ESPE Abstracts (2019) 92 RFC5.1

Hurthle Cell Carcinoma in Childhood: Retrospective Analysis of a Large Series

Giorgia Pepe1, Mariella Valenzise 1, Giuseppina Zirilli1, Laura Cannavò1, Gerdi Tuli2, Andrea Corrias2, Malgorzata Wasniewska1


1Department of Human Pathology of Adulthood and Childhood, University of Messina, Messina, Italy. 2Department of Pediatrics, Regina Margherita Children's Hospital, Turin, Italy


Background: in general population Hurthle cell cancer (HCC) accounts for 3-7% of all differentiated thyroid cancers (TC) with a more aggressive course, while its relative prevalence and behavior in childhood is uncertain due to the lack of specific literature reviews.

Objective: to describe the largest pediatric HCC cohort to date reported and to estimate its relative prevalence among TC variants in childhood.

Methods: study population included 5 patients <19 years, who were diagnosed with HCC during the period 2000-2018 in our Departments. Histologic diagnosis of HCC was based on the finding of at least 75% of Hurthle cells at post-surgical analysis. HCC course was retrospectively reconstructed with data recorded at diagnosis, at surgical resection and during a follow-up period ranging from 6.5 to 15 years. Patients' assessment included: clinical findings, thyroid function and autoimmunity tests, neck and chest imaging (ultrasound and computed tomography scan), cytologic and histologic analyses of the tumor.

Results: HCC occurred with a relative prevalence of 5.8% (5 of 86 young patients affected by TC, diagnosed in the same period and institutions), at a median chronological age of 12.5 years. All patients were biochemically euthyroid at HCC diagnosis and underwent both total thyroidectomy with central neck dissection and radioiodine therapy, with subsequent L-T4 thyroidal suppression. Low or intermediate risk level was observed at diagnosis, since none of our patients exhibited extensive lateral neck disease or distant metastases and all of them showed a persistent clinical, biochemical and imaging remission over time. Antecedents of other diseases were recorded in 3 patients (Hashimoto's thyroiditis, Neurofibromatosis type 1 and osteosarcoma respectively).

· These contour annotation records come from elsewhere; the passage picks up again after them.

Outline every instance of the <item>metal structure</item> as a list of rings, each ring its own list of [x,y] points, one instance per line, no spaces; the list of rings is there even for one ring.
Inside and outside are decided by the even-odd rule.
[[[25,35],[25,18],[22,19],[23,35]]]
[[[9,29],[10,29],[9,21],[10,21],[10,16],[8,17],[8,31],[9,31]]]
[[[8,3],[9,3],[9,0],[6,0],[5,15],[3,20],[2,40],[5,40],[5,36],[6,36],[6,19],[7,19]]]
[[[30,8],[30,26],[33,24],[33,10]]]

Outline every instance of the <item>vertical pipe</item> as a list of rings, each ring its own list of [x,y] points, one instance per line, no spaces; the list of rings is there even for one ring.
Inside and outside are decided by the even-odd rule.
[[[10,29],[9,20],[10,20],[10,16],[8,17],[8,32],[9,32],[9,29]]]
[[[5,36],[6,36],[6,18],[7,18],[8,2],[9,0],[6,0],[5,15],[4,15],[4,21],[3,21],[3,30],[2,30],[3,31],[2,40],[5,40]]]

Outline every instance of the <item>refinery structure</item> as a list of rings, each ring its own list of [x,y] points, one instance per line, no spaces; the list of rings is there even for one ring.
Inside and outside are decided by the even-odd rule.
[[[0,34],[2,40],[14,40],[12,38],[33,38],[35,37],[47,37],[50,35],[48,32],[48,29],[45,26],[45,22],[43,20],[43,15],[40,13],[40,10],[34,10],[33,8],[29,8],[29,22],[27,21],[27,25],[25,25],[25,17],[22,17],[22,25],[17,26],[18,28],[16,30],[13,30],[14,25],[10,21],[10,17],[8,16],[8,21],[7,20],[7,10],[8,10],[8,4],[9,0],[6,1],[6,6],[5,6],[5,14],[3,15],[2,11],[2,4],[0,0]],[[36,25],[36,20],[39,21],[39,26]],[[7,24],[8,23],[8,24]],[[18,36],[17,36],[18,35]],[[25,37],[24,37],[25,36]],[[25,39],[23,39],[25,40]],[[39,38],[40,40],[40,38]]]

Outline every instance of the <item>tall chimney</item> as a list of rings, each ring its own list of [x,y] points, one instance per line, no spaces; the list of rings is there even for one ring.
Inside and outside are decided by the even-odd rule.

Conclusions: 1) in childhood the relative prevalence of HCC among TC histotypes is 5.8%, that is close to the one reported from literature both in general population (3-5.7%) and in young patients (2-7%); 2) HCC may develop even very early, at an age of 7 years; 3) in pediatric age HCC does not seem to have a more aggressive behavior than other TC histotypes; 4) antecedents of other diseases are not infrequent in the history of children with HCC.